DALLAS - Lawyers for the Dallas man convicted of killing his two young daughters while their mother listened helplessly over the phone are trying to convince a judge that their client is mentally unfit to be executed.
In March, a federal appeals court halted John Battaglia’s execution just hours before it was scheduled. He was granted a court-appointed attorney to investigate claims he may be mentally incompetent.
Battaglia shot and killed his two daughters in 2001. He allegedly did it to get back at his estranged wife, who tried to have him arrested for violating his domestic violence probation.
During Monday's hearing, Dr. Diane Mosnik, a psychologist hired by the defense, testified that Battaglia's mother suffered from bipolar disorder, experienced delusions and ultimately committed suicide. She argued that may show a family history of mental illness.
Dr. Mosnik said Battaglia had elevated scores for paranoia and mania. She diagnosed him with bipolar disorder and delusional disorder and believes he is incompetent to be executed.
She said he doesn't have a rational understanding of himself committing the crime because of his delusions of conspiracy.

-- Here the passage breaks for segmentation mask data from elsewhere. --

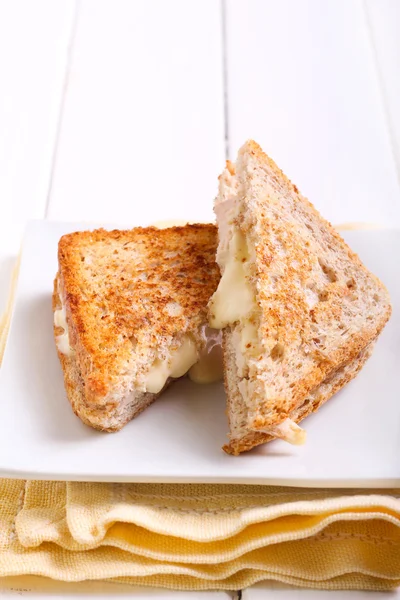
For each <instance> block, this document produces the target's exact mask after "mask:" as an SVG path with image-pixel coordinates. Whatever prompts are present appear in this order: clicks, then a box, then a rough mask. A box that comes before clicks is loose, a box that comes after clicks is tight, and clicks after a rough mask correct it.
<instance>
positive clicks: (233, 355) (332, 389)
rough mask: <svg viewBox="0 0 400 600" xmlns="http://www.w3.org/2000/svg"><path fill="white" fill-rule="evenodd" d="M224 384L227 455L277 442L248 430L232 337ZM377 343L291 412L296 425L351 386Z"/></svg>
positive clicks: (249, 449) (225, 373)
mask: <svg viewBox="0 0 400 600" xmlns="http://www.w3.org/2000/svg"><path fill="white" fill-rule="evenodd" d="M224 338H225V339H224V381H225V389H226V390H227V403H228V410H227V414H228V420H229V432H230V433H229V444H226V445H225V446H224V447H223V449H224V450H225V452H226V453H227V454H233V455H236V456H237V455H238V454H240V453H241V452H246V451H248V450H251V449H252V448H254V447H256V446H259V445H261V444H265V443H266V442H270V441H271V440H273V439H275V437H276V436H274V435H271V434H268V433H262V432H259V431H252V430H249V427H248V408H247V405H246V404H245V402H244V399H243V396H242V394H241V392H240V388H239V383H240V378H239V377H238V373H237V366H236V351H235V347H234V346H233V344H232V336H229V335H224ZM373 346H374V342H372V343H371V344H370V345H369V346H367V348H365V350H362V351H361V352H360V354H359V355H358V357H357V358H355V359H354V360H353V361H352V362H350V363H348V364H347V365H345V366H344V367H341V368H340V369H338V370H337V371H335V372H333V373H332V374H331V375H330V376H329V377H327V378H326V379H325V381H323V382H322V383H321V384H320V385H319V386H318V387H317V388H316V389H315V390H312V391H311V392H310V393H309V394H308V396H307V398H305V399H304V401H303V404H302V405H301V406H300V407H299V408H297V409H296V410H294V411H293V412H292V413H290V415H289V418H290V420H291V421H292V422H293V423H299V422H300V421H302V420H303V419H305V418H306V417H308V415H310V414H311V413H313V412H316V411H317V410H318V409H319V408H320V407H321V406H322V405H323V404H324V403H325V402H326V401H327V400H329V398H331V397H332V396H333V395H334V394H336V392H338V391H339V390H340V389H341V388H342V387H343V386H344V385H346V384H347V383H349V381H351V380H352V379H353V378H354V377H355V376H356V375H357V374H358V372H359V371H360V370H361V368H362V367H363V366H364V364H365V363H366V361H367V360H368V358H369V357H370V356H371V354H372V350H373Z"/></svg>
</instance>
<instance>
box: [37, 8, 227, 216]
mask: <svg viewBox="0 0 400 600" xmlns="http://www.w3.org/2000/svg"><path fill="white" fill-rule="evenodd" d="M221 31H222V27H221V13H220V6H219V3H217V2H215V1H214V0H205V1H204V0H195V1H192V2H186V1H185V0H170V1H169V2H164V1H163V0H137V1H135V2H131V1H130V0H116V1H111V0H82V3H81V8H80V13H79V18H78V24H77V33H76V40H75V46H74V52H73V58H72V63H71V70H70V75H69V81H68V90H67V96H66V100H65V110H64V115H63V122H62V127H61V135H60V143H59V147H58V152H57V159H56V165H55V172H54V179H53V186H52V192H51V202H50V210H49V216H50V217H51V218H56V219H63V220H80V221H82V220H88V221H93V220H101V221H116V220H117V221H118V222H121V221H122V222H123V223H125V224H126V226H129V225H130V224H132V225H133V224H137V223H143V224H146V223H150V222H152V221H155V220H163V219H177V218H178V219H179V218H188V219H193V220H207V219H210V218H213V215H212V200H213V197H214V195H215V192H216V187H217V186H216V184H217V180H216V177H217V175H218V173H219V171H220V170H221V168H222V166H223V162H224V129H223V85H222V43H221Z"/></svg>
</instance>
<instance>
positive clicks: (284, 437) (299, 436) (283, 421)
mask: <svg viewBox="0 0 400 600" xmlns="http://www.w3.org/2000/svg"><path fill="white" fill-rule="evenodd" d="M264 433H268V434H269V435H273V436H275V437H277V438H281V439H282V440H284V441H285V442H289V444H294V445H295V446H301V445H302V444H304V443H305V441H306V432H305V431H304V429H302V428H301V427H299V426H298V425H297V423H295V422H294V421H292V419H285V420H284V421H283V422H282V423H280V424H279V425H275V426H273V427H270V428H269V429H265V430H264Z"/></svg>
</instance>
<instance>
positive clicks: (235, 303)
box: [209, 141, 391, 454]
mask: <svg viewBox="0 0 400 600" xmlns="http://www.w3.org/2000/svg"><path fill="white" fill-rule="evenodd" d="M219 182H220V187H219V195H218V197H217V199H216V203H215V212H216V215H217V222H218V230H219V246H218V250H217V262H218V264H219V267H220V270H221V280H220V283H219V286H218V288H217V290H216V292H215V294H214V295H213V297H212V298H211V300H210V304H209V319H210V324H211V325H212V326H214V327H220V328H222V329H223V335H224V364H225V383H226V391H227V396H228V398H227V405H228V417H229V423H230V443H229V444H227V445H226V446H225V447H224V449H225V450H226V452H229V453H232V454H238V453H240V452H243V451H244V450H249V449H251V448H252V447H254V446H256V445H258V444H261V443H264V442H266V441H269V440H271V439H273V438H275V437H279V438H281V439H283V440H285V441H287V442H290V443H294V444H299V443H303V442H304V440H305V432H304V431H303V430H302V429H301V428H300V427H299V426H298V422H299V421H300V420H301V419H303V418H304V417H305V416H307V415H308V414H309V413H310V412H312V411H314V410H317V408H318V407H319V406H320V405H321V404H322V403H323V402H324V401H326V400H327V399H328V398H329V397H330V396H331V395H332V394H333V393H335V391H337V390H338V389H340V387H341V386H342V385H344V384H345V383H346V382H347V381H349V379H351V377H354V376H355V374H356V373H357V372H358V370H359V369H360V368H361V367H362V365H363V364H364V362H365V361H366V360H367V358H368V356H369V355H370V352H371V348H372V346H373V342H374V340H375V339H376V337H377V335H378V334H379V332H380V331H381V330H382V328H383V326H384V325H385V323H386V321H387V319H388V318H389V316H390V312H391V308H390V300H389V297H388V294H387V290H386V289H385V287H384V286H383V285H382V284H381V282H379V281H378V280H377V278H376V277H374V276H373V275H372V274H371V273H369V272H368V271H367V269H366V268H365V267H364V266H363V265H362V264H361V262H360V261H359V259H358V258H357V257H356V256H355V255H354V254H353V253H352V252H351V251H350V250H349V248H348V247H347V246H346V244H345V243H344V241H343V240H342V239H341V238H340V236H339V235H338V234H337V232H336V231H335V230H334V229H333V228H332V227H331V226H330V224H329V223H327V222H326V221H324V220H323V219H322V217H321V216H320V215H319V214H318V213H317V212H316V211H315V209H314V208H313V207H312V206H311V204H310V203H309V202H308V201H307V200H305V199H304V198H303V197H302V196H301V195H300V194H299V192H298V190H297V188H296V187H295V186H293V185H292V184H291V182H290V181H289V180H288V179H287V178H286V177H285V175H283V173H282V172H281V171H280V170H279V169H278V167H277V166H276V165H275V164H274V163H273V161H272V160H271V159H269V158H268V157H267V156H266V155H265V154H264V153H263V152H262V150H261V149H260V148H259V146H258V145H257V144H256V143H255V142H252V141H250V142H248V143H247V144H245V145H244V146H243V147H242V148H241V150H240V151H239V155H238V159H237V161H236V164H235V165H232V164H231V163H229V162H228V163H227V166H226V169H225V171H224V172H223V174H222V175H221V176H220V178H219ZM366 290H368V293H366ZM367 313H368V314H369V315H370V317H369V319H368V320H367V319H366V316H365V315H366V314H367ZM362 315H364V316H362ZM319 390H321V391H319Z"/></svg>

She claimed a person needs to have a rational understanding of why they're being executed or it would be cruel and unusual punishment.
“Because of the presence of significant delusions that pervade his discussions and his writings, his presentation, his performance on exams, he believes that this is for other purposes,” she said.

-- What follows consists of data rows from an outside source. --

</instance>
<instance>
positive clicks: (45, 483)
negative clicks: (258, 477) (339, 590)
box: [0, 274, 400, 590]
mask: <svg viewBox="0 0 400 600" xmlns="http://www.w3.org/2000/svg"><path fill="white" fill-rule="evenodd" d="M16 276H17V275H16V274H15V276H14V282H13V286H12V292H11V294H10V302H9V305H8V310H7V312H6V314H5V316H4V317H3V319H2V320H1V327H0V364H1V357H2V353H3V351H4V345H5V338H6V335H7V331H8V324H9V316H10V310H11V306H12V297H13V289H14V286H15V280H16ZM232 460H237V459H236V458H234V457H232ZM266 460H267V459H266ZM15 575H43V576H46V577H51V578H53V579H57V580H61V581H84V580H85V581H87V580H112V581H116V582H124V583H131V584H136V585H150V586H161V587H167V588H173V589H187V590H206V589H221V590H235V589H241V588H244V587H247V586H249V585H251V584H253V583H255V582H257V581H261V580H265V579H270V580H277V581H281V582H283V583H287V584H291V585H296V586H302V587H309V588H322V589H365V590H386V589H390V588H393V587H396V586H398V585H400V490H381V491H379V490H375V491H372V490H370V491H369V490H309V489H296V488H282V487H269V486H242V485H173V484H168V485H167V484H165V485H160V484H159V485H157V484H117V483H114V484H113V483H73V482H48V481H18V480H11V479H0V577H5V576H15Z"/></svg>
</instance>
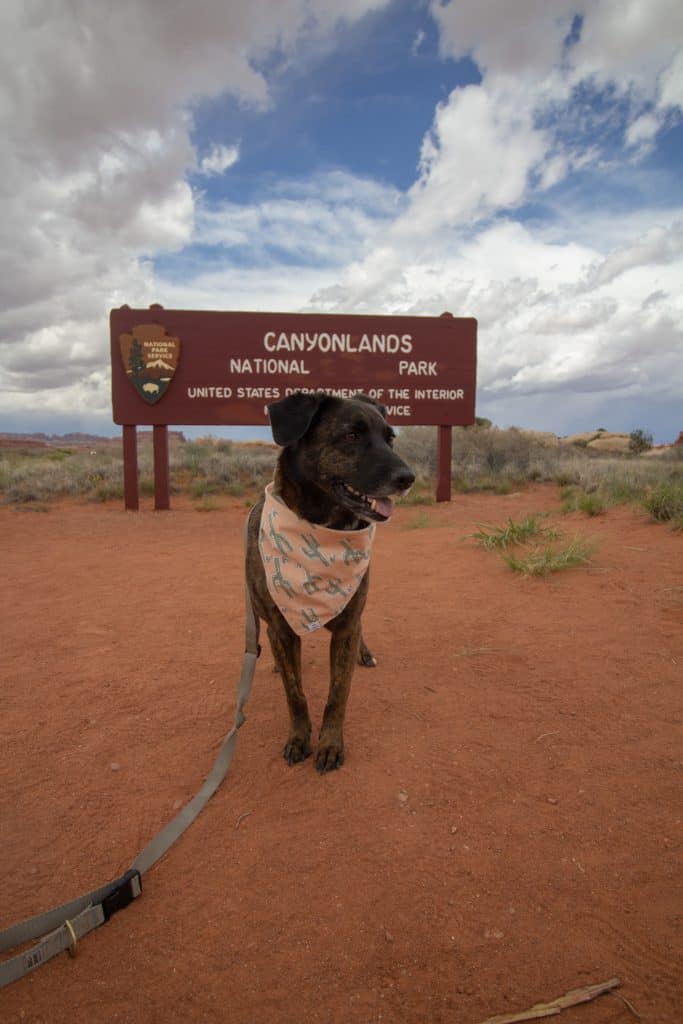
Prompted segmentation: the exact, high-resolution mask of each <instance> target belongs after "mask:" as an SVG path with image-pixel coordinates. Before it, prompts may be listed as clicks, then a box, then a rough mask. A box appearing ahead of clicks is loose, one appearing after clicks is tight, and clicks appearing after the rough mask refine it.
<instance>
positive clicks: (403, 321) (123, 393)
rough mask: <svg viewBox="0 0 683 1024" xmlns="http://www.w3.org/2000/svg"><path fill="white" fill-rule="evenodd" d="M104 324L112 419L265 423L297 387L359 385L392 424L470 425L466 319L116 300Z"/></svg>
mask: <svg viewBox="0 0 683 1024" xmlns="http://www.w3.org/2000/svg"><path fill="white" fill-rule="evenodd" d="M111 327H112V397H113V406H114V421H115V423H119V424H137V425H168V424H176V425H180V424H182V425H188V426H189V425H195V424H197V425H202V426H217V425H224V426H234V425H242V424H245V425H250V426H256V425H258V426H266V425H267V424H268V418H267V413H266V407H267V406H268V404H269V403H270V402H272V401H276V400H278V399H280V398H284V397H286V396H287V395H288V394H291V393H292V392H293V391H300V390H305V391H318V390H324V391H327V392H328V393H330V394H336V395H339V396H340V397H350V396H351V395H352V394H354V393H355V392H357V391H365V392H366V393H367V394H370V395H372V396H373V397H376V398H377V399H378V400H380V401H381V402H382V403H383V404H384V406H386V407H387V410H388V419H389V421H390V422H391V423H393V424H394V425H396V426H401V425H409V424H422V425H429V424H433V425H439V426H457V425H460V426H467V425H468V424H471V423H473V422H474V399H475V387H476V321H475V319H474V318H472V317H457V316H452V315H451V314H443V315H442V316H357V315H348V314H340V315H337V314H332V313H325V314H318V313H272V312H267V313H257V312H210V311H202V310H190V309H164V308H162V307H161V306H152V307H150V308H148V309H131V308H129V307H128V306H122V307H121V308H119V309H113V310H112V313H111Z"/></svg>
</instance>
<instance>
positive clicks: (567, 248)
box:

Under cross-examination, Dr. Mosnik admitted Battaglia had no prior mental illness diagnosis, is not taking any medication and did not report mental illness issues.
The state’s psychologist, Dr. Timothy Proctor, diagnosed Battaglia with delusional disorder and personality disorder. But he said a person can have a personality disorder or delusional disorder and still be competent for execution.
“He has a large conspiracy-based delusional system that involves a seemingly endless cast of characters being involved,” Proctor said.
In their tests, both experts agreed Battaglia is highly intelligent. Neither thinks he is faking a mental illness to try and avoid being executed on Dec. 7.
The hearing is expected to last through at least Tuesday.